Multifractal structure and Gutenberg-Richter parameter associated with volcanic emissions of high energy in Colima, México (years 2013–2015)

Abstract

Abstract. The evolution of multifractal structures in physical processes, for instance, climatology, seismology or volcanology, contributes to detecting changes in the corresponding phenomena.

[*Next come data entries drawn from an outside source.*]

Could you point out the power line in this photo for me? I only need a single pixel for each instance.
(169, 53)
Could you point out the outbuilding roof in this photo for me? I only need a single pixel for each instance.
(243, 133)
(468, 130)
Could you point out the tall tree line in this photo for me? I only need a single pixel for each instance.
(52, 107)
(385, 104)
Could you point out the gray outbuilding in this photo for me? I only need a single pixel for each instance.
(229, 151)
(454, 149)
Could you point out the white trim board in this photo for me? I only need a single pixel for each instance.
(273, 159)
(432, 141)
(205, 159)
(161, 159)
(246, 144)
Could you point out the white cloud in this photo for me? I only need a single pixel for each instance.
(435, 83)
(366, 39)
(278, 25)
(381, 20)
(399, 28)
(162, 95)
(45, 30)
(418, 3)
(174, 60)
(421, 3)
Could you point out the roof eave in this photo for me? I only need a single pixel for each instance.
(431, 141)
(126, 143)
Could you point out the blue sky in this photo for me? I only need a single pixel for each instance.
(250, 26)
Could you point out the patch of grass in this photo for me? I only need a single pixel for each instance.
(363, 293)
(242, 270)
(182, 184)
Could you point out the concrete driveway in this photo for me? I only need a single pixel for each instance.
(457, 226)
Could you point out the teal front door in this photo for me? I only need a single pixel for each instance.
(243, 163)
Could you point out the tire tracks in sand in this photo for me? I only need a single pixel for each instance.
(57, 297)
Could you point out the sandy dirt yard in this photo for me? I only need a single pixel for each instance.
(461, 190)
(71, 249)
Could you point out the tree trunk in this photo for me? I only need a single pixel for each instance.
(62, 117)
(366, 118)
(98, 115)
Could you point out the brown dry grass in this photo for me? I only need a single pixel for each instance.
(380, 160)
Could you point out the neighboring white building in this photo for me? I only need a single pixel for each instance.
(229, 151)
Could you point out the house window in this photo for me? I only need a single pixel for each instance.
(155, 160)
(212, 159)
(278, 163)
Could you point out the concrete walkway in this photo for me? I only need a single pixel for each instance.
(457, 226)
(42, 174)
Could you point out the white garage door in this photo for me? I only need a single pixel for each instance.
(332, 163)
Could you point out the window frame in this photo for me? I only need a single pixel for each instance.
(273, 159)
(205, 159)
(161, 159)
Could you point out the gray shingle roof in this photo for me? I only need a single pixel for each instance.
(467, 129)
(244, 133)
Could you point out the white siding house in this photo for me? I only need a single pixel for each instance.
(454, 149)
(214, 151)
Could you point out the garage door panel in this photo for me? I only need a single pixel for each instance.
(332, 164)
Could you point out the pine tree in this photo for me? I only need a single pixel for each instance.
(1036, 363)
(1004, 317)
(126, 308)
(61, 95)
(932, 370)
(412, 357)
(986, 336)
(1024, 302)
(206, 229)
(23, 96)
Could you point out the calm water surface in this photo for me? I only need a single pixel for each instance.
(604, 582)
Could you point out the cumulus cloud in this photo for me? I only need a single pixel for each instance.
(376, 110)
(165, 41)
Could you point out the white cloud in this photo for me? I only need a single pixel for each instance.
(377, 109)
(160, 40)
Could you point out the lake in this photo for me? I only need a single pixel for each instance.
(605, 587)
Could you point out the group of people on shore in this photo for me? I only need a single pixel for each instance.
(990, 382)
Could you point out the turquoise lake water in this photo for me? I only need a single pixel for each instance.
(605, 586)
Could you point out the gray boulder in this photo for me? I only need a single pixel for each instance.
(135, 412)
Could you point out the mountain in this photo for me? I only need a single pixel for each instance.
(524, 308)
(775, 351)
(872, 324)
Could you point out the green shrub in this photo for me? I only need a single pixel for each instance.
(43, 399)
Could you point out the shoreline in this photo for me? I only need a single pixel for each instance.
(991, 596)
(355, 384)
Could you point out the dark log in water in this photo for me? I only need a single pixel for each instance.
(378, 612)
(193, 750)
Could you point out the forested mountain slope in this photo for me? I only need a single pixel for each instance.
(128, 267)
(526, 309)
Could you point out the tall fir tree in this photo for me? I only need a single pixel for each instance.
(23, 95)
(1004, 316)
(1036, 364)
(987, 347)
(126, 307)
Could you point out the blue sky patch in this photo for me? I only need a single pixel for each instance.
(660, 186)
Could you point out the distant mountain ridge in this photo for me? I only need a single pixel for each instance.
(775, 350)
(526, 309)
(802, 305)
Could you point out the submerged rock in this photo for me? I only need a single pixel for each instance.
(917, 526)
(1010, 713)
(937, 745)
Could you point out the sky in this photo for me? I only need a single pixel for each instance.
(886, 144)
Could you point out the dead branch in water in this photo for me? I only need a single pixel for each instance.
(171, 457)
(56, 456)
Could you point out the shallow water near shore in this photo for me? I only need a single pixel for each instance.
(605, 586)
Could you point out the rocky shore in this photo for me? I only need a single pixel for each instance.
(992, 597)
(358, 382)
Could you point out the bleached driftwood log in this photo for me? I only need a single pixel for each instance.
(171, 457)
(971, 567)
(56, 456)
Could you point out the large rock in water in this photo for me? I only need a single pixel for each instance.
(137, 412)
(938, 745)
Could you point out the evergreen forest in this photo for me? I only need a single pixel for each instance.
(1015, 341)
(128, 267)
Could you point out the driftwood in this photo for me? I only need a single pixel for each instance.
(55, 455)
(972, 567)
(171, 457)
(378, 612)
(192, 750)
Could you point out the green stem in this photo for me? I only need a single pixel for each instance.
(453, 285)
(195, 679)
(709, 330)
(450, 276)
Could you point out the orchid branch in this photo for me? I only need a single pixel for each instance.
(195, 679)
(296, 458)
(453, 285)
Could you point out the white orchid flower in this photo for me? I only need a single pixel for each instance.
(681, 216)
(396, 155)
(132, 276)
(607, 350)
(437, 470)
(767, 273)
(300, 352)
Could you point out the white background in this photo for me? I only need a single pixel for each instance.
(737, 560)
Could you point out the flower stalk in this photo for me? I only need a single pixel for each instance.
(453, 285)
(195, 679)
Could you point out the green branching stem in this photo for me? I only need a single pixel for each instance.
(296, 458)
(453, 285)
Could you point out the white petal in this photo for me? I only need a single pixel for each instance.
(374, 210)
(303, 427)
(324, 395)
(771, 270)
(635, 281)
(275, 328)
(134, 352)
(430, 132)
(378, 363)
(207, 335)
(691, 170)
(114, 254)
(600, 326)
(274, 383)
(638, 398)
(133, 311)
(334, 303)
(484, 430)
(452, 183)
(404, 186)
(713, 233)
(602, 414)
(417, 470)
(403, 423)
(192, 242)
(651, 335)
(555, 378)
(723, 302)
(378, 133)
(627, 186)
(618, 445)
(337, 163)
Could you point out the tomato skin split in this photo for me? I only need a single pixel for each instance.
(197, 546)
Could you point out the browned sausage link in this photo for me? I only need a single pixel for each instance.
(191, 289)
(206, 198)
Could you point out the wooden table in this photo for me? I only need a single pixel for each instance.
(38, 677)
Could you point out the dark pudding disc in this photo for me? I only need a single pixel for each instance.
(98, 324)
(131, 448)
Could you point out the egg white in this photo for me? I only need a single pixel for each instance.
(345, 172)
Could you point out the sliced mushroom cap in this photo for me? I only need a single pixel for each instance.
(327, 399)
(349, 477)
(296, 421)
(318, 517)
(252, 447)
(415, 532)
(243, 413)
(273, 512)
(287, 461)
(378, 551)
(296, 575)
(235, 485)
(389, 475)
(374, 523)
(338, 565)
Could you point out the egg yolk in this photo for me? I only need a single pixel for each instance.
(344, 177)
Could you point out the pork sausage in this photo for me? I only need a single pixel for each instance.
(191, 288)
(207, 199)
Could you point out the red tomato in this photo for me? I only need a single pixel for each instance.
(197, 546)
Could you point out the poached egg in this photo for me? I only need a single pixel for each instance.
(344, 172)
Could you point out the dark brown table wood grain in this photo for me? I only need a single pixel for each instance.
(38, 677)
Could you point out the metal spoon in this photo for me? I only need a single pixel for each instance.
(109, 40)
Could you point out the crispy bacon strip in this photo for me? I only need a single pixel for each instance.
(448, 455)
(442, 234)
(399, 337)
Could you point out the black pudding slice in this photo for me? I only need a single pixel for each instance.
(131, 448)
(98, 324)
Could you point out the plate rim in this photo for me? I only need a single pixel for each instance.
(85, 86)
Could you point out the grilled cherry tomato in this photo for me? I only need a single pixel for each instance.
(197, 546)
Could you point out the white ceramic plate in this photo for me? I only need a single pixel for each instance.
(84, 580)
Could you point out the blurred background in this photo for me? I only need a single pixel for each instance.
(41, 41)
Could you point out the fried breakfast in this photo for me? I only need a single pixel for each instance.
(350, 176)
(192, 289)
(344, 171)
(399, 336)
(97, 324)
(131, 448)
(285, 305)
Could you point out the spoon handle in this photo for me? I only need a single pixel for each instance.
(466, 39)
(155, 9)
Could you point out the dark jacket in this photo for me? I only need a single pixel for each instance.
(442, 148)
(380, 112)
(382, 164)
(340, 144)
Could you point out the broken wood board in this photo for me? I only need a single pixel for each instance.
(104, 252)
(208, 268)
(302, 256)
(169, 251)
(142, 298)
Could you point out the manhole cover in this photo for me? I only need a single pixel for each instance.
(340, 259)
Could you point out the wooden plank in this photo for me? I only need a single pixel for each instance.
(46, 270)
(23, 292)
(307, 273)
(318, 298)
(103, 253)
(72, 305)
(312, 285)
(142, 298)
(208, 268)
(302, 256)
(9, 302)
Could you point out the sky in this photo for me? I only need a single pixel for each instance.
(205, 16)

The evolution of the multifractal structure of volcanic emissions of low, moderate, and high energy (Colima, México years 2013–2015) contributes to this research to detect quite evident signs of the immediacy of possible dangerous emissions of high energy close to 8.0x10⁸ J. These signs are manifested by the evolution of six multifractal parameters: the central Hölder exponent (α₀), the maximum and minimum Hölder exponents (α_max, α_min) the multifractal amplitude (W= α_max-α_min), the multifractal asymmetry (γ = [α_max-α₀]/[α₀-α_min]) and the complexity index, CI, which is defined as the addition of normalised values of α₀, W and γ. The results of the adapted Gutenberg-Richter seismic law to volcanic emissions of energy, as well as the corresponding skewness and standard deviation of the volcanic emission data, also contribute to confirming the results obtained using multifractal analysis. The obtained results, based on multifractal structure, adaptation of Gutenberg-Richter law to volcanic emissions, and basic statistical parameters, could be assumed as relevant to prevent a forthcoming volcanic episode of high energy, which could be additionally quantified by an appropriate forecasting algorithm.